Editorial

Zusammen Öko-Milchvieh züchten

Viele Ökobauern halten Kühe, und von denen ein Großteil Milchvieh. Da wird auch gezüchtet, das geschieht sogar, wenn man nichts tut. Das ist aber keine Ökozüchtung, auch noch nicht die in einzelnen Rassen vorhandenen Anfänge. Die werden eher von Enthusiasten, und Landwirten, Landwirtinnen, die gern auch schöne Kühe am Arbeitsplatz haben, gepflegt. Öko-Zucht muss aber auf mehr Betrieben praktiziert und breiter verfügbar werden. Auch, damit Zuchtvorstellungen des Bio-Bereichs nicht von der konventionellen Dominanz unmöglich gemacht werden.

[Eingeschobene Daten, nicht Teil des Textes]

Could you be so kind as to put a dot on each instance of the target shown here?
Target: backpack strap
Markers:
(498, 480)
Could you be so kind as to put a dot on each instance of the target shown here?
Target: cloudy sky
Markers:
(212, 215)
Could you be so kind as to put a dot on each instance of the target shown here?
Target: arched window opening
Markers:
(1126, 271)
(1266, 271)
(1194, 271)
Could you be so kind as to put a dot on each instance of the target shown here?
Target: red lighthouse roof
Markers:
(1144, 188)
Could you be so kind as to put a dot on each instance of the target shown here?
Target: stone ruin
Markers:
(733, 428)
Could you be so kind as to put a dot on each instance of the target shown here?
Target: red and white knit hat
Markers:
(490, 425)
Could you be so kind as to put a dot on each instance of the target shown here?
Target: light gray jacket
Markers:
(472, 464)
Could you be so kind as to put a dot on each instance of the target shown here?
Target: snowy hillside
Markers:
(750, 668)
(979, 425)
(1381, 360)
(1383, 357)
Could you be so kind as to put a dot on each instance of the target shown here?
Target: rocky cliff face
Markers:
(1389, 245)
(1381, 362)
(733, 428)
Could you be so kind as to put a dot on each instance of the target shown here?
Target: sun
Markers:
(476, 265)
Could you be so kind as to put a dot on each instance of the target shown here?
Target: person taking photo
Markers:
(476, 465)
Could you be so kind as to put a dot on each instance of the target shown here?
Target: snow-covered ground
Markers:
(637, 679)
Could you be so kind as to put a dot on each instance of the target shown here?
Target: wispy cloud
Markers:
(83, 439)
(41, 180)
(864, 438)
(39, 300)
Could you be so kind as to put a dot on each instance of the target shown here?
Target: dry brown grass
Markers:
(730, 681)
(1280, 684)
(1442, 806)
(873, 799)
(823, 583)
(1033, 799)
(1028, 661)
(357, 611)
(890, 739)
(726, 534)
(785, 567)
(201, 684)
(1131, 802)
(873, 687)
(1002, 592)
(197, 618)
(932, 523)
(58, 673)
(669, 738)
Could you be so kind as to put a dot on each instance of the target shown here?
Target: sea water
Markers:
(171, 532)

Das biodynamische Ideal ist eine Landwirtschaft als Organismus mit individueller Note. Das verlangen allein schon Standort, Böden, Exposition und Klima den Bauern oder Gärtnern ab. Tiere, zumal Wiederkäuer, gehören idealerweise dazu, helfen sie doch, diesen Standort zu entwickeln. Was in der Wissenschaft „Homefield Advantage“ – Heimvorteil – genannt wird, beschreibt Rudolf Steiner in seinem Kurs für Landwirte als „fortschreitende Wechselwirkung“ zwischen Boden, Futter, Tier und Mist, als Basis der von ihm so genannten Landwirtschaftlichen Individualität. Kurzum, biologisch-dynamische Landwirte züchten schon über das Futter an ihrer Herde, die so immer mehr standortbezogen lebt und Ertrag bringt.

Ganz von alleine geht das natürlich nicht – schon die Selektion ist eine züchterische Maßnahme. Die Bullenauswahl und dann die Anpaarung sowieso. Die wenigsten Öko-Landwirte halten noch eigene Stiere, der Besamungstechniker kommt auch auf viele Demeter-Betriebe, zumal eine Reihe von diesen zweigleisig fährt: eigener Bulle und künstliche Besamung. Umso wichtiger ist, dass man beurteilen kann, welcher Bulle auf welche Kuh passt, ob beim Blick in die Kataloge, oder auf die Website der ÖTZ, wo sich Bullenempfehlungen für Demeter- und Öko-Betriebe samt Eigenschaften finden. Und, man muss ein inneres Bild seiner Herde haben.

Die Hochleistungszucht hat ihre Effizienzgrenze für den Ökobetrieb längst überschritten. Und greift zu immer fragwürdigeren Mitteln, um raschen Zuchtfortschritt behaupten zu können. Doch Tiere aus Embryotransfer, als Kälber genetisch im Labor auf ihr Potenzial gecheckt, sind z. B. nicht nachkommengeprüft. Oft sind also nur wenige Kennwerte für Öko-Züchter tauglich. Nicht jeder kann einen Bullen halten, sich mit Kuhfamilienzucht beschäftigen. Umso wichtiger ist es, das vorhandene Angebot wie den Ökologischen Gesamtzuchtwert ÖZW, oder den RZ- Öko, die Demeter-Bullenempfehlungen der ÖTZ zu nutzen.

Auf jeden Fall braucht es eine eigenständige ökologische Milchviehzucht, und mehr Betriebe, die sich daran beteiligen – gerade vor dem Hintergrund der prekären wirtschaftlichen Lage vieler Milchviehhalter. Denn nur so können mittelfristig Merkmale berücksichtigt werden, die für low-input-Betriebe relevant sind, wie Grundfutterverwertung oder Weidetauglichkeit. Langlebigkeit ist im Übrigen ein wesentlicher Faktor für die Rentabilität einer Kuh. Ökologische Milchviehzucht braucht langen Atem, betrieblich wie im gemeinsamen Bemühen darum. Mit der ÖTZ-Rinderzucht haben Öko-Betriebe einen Partner dafür.